Kurang Tidur jadi Penyebab Mahasiswa Indonesia Kena Gangguan Kesehatan Mental!
Sekitar 60% mahasiswa Indonesia alami gangguan mental karena kurang tidur.
Tantangan terkait kesehatan mental masih menjadi isu yang cukup terasa di kalangan mahasiswa, terutama di tengah tekanan akademik yang semakin tinggi seiring perkembangan zaman. Temuan Global Student Survey 2025 dari Chegg menunjukkan bahwa 58% responden mahasiswa secara global menilai kondisi kesehatan mental mereka berada dalam kategori baik. Sementara itu, 13% responden menilai kondisi mentalnya buruk, dan sisanya berada pada posisi netral.
Di Indonesia, gambaran yang muncul tidak jauh berbeda. Sebanyak 59% responden mahasiswa menilai kesehatan mental mereka dalam kondisi baik, sedangkan 11% menilai kondisi mentalnya buruk.
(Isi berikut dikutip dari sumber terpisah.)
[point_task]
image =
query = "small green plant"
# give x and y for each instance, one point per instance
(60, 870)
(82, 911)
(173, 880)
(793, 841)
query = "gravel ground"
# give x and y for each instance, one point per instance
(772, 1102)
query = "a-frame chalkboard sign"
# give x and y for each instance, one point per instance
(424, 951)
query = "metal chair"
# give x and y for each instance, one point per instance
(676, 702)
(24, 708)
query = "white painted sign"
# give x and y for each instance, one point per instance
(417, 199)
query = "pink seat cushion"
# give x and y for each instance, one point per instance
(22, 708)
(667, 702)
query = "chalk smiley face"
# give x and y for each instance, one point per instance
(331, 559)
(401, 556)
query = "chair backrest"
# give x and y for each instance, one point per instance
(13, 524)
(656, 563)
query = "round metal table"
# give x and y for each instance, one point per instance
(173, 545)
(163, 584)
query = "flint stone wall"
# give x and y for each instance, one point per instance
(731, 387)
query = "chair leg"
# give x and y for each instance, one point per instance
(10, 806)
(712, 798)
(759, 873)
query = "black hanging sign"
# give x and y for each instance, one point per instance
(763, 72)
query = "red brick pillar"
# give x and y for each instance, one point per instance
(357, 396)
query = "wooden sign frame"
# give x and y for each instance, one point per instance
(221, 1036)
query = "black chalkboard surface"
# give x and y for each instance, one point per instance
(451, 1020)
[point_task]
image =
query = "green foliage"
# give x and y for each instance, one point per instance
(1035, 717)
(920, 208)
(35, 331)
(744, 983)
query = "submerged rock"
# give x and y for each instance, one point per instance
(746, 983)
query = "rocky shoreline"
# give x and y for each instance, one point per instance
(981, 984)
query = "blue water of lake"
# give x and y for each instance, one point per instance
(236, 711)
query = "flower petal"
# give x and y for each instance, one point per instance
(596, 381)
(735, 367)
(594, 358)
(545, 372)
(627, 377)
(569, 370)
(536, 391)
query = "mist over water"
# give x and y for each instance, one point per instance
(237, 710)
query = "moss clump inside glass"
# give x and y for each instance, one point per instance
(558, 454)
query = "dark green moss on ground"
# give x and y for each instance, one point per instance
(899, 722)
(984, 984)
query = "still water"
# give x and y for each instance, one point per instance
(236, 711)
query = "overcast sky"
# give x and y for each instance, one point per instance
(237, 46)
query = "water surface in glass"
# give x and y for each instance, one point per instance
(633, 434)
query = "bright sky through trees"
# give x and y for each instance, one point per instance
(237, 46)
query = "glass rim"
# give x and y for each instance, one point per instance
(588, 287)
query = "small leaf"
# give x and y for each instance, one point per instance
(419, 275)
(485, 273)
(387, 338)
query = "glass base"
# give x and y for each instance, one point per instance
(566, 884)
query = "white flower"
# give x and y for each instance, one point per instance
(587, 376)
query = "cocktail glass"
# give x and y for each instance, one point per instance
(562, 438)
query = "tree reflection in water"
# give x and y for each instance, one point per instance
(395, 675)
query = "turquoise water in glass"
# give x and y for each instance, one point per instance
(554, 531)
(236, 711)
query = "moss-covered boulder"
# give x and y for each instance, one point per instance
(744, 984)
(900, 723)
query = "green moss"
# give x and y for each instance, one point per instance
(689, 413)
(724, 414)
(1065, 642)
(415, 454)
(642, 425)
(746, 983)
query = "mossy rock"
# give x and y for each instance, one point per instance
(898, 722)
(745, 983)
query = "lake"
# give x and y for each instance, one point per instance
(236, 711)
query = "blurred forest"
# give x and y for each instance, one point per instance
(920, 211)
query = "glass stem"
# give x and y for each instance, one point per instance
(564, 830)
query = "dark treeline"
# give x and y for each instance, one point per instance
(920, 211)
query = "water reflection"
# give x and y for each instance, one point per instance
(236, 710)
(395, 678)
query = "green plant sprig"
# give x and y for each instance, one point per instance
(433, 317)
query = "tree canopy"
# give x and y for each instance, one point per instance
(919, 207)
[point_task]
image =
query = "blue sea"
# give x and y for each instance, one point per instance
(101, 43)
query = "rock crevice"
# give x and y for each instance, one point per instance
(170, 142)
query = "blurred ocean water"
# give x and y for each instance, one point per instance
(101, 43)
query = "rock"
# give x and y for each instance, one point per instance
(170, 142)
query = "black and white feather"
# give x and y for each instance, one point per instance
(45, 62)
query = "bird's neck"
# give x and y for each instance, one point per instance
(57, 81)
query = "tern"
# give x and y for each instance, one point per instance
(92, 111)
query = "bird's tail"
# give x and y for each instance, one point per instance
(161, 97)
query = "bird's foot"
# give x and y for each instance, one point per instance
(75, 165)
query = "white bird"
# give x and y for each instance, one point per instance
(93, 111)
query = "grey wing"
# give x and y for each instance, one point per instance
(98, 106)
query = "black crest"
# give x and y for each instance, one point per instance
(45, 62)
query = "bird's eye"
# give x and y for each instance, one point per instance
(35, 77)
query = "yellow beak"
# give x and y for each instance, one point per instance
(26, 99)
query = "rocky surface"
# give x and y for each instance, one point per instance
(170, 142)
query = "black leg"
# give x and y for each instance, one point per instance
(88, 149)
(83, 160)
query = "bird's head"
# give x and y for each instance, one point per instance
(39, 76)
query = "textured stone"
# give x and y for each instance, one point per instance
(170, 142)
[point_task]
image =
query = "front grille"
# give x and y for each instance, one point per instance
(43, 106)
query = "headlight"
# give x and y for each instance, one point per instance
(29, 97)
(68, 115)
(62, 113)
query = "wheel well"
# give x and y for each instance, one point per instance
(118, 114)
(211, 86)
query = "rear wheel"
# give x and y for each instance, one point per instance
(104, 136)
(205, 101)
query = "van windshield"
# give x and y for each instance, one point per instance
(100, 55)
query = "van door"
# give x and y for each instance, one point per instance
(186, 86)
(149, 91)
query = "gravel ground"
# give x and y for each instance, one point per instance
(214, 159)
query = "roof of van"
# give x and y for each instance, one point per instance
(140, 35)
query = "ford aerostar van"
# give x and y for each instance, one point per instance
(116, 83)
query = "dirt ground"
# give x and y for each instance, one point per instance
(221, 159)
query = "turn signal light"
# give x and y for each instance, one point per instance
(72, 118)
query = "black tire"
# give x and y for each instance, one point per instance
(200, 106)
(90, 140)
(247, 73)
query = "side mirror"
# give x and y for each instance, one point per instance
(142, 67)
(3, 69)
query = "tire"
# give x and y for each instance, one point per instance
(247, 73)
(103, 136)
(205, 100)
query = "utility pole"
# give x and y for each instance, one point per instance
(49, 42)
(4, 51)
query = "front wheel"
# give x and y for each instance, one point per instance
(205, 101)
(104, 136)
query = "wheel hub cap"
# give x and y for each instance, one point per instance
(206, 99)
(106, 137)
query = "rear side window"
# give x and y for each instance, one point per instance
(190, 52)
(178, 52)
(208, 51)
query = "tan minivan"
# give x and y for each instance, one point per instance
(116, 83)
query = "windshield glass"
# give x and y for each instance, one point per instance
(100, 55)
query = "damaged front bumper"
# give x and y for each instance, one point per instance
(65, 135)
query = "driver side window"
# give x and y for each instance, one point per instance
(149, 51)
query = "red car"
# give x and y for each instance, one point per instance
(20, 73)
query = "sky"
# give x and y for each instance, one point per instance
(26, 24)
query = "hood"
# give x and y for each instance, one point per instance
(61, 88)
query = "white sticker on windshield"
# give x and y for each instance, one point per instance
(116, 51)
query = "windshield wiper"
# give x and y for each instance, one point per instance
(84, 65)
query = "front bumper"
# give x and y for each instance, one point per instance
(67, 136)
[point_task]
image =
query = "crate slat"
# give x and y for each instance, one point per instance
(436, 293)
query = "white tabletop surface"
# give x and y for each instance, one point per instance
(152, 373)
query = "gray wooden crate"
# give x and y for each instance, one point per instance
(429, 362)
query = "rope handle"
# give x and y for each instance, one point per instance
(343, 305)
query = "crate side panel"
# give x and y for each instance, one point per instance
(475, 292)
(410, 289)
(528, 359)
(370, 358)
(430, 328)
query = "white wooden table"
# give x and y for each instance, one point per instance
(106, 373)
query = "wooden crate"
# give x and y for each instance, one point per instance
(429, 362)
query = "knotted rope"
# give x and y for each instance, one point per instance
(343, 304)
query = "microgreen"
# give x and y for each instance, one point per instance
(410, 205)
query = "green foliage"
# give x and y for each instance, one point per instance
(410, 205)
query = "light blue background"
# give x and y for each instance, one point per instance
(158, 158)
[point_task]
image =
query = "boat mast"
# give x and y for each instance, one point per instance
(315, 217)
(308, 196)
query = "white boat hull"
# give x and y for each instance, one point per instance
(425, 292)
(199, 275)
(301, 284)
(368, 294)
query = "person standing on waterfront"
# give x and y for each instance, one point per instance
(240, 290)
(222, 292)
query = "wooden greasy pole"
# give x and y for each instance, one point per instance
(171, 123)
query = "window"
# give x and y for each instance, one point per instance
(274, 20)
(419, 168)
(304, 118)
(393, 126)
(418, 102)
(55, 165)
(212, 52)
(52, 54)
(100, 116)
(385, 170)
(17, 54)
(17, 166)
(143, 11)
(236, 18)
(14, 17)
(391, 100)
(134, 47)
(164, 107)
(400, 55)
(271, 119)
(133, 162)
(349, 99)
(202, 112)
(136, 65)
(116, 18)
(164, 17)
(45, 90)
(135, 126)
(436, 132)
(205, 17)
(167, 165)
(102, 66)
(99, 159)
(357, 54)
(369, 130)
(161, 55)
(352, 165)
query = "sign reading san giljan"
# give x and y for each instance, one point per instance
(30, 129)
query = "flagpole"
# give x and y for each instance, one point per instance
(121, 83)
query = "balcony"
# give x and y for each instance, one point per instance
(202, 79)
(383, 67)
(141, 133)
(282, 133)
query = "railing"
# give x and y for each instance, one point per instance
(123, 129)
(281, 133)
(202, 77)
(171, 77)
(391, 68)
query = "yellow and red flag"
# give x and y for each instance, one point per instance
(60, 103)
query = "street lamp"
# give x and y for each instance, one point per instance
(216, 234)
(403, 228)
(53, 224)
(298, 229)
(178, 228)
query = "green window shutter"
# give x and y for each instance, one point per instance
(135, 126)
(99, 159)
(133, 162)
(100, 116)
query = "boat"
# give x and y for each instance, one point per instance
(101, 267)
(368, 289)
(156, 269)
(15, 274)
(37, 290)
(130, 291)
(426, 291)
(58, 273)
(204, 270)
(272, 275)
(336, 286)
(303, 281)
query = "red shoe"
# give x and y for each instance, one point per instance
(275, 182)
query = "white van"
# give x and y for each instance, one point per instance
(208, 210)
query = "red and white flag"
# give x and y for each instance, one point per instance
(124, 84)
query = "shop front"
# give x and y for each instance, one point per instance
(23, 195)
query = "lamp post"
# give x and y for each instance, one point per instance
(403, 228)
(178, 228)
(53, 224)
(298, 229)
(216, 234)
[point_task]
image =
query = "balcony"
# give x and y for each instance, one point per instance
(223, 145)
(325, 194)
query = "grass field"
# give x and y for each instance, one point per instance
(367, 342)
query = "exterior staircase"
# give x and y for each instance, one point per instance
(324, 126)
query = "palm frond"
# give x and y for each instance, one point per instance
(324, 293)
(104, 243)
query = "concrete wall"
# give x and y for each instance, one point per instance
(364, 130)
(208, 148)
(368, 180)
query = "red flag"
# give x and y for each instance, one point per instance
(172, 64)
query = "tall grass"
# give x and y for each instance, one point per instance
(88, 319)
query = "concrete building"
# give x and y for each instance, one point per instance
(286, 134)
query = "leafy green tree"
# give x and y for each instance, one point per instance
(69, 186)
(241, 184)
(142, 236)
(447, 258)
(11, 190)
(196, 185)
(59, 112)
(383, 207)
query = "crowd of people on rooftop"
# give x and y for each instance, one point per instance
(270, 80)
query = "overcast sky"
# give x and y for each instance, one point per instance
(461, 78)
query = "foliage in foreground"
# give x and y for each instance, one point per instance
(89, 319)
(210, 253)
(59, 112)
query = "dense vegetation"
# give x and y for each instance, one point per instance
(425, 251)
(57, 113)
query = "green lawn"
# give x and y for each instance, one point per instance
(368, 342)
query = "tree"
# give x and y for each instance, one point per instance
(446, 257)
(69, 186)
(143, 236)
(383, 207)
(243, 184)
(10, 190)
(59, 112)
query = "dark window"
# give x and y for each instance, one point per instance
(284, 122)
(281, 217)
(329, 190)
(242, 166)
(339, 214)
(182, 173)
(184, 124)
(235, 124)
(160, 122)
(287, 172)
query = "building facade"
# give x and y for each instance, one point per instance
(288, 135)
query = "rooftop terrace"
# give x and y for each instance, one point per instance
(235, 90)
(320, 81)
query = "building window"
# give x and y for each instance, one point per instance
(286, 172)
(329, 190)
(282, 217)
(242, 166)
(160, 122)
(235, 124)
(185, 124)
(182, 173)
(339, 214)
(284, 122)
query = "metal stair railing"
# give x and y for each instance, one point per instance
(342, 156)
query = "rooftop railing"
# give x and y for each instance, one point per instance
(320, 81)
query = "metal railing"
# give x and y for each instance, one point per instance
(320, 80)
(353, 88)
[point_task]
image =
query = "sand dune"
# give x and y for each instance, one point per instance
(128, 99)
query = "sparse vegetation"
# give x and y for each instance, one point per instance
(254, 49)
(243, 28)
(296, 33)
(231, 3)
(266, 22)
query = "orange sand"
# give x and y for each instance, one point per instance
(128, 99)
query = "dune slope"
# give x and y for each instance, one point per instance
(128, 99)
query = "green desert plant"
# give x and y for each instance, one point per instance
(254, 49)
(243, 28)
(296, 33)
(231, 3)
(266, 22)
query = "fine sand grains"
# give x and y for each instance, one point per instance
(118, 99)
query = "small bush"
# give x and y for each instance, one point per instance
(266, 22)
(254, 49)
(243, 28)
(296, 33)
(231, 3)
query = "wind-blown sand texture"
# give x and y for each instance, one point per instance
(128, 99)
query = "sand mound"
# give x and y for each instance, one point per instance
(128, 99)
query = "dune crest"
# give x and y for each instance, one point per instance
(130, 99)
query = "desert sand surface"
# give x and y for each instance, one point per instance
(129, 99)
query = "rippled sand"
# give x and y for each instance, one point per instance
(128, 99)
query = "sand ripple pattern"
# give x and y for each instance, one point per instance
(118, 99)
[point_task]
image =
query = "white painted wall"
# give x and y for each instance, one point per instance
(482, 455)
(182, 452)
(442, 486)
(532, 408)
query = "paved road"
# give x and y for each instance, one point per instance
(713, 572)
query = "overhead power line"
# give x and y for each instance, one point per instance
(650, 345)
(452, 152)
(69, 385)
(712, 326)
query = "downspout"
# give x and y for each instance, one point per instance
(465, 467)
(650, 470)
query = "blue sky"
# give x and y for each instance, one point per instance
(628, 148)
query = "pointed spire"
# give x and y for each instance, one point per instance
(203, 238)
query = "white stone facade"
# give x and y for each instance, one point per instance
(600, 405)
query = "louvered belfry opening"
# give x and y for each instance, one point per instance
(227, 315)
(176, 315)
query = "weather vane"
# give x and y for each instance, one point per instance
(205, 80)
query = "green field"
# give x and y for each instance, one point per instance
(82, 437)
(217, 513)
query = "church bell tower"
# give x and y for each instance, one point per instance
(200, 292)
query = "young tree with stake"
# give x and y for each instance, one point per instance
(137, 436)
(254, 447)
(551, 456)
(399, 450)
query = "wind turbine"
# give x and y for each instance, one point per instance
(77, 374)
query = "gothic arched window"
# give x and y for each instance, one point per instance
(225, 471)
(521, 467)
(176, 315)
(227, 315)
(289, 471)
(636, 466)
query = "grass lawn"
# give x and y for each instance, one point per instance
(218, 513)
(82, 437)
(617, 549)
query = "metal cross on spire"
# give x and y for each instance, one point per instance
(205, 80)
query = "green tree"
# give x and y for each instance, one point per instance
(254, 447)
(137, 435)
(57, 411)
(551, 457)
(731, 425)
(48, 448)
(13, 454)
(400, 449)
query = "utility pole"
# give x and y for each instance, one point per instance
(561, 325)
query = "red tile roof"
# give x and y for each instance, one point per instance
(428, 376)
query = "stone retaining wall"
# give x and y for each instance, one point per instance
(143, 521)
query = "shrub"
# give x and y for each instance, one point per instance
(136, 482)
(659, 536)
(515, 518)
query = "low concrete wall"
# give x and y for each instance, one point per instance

Salah satu tantangan kesehatan mental yang paling banyak dialami mahasiswa Indonesia adalah kurang tidur. Sebanyak 60% responden mengaku mengalami masalah ini. Padatnya aktivitas perkuliahan, mulai dari tugas hingga ujian yang menumpuk, membuat banyak mahasiswa kesulitan mendapatkan waktu istirahat yang cukup. Tekanan tenggat waktu, ditambah berbagai aktivitas di luar kampus, sering kali membuat waktu tidur bukan lagi menjadi prioritas utama.
Selain itu, 56% responden juga mengaku mengalami burnout akademik, yakni kondisi jenuh dan stres akibat beban perkuliahan yang dijalani. Hampir semua mahasiswa pernah mengalami fase ini, yang jika tidak ditangani dengan baik berpotensi mengganggu proses belajar.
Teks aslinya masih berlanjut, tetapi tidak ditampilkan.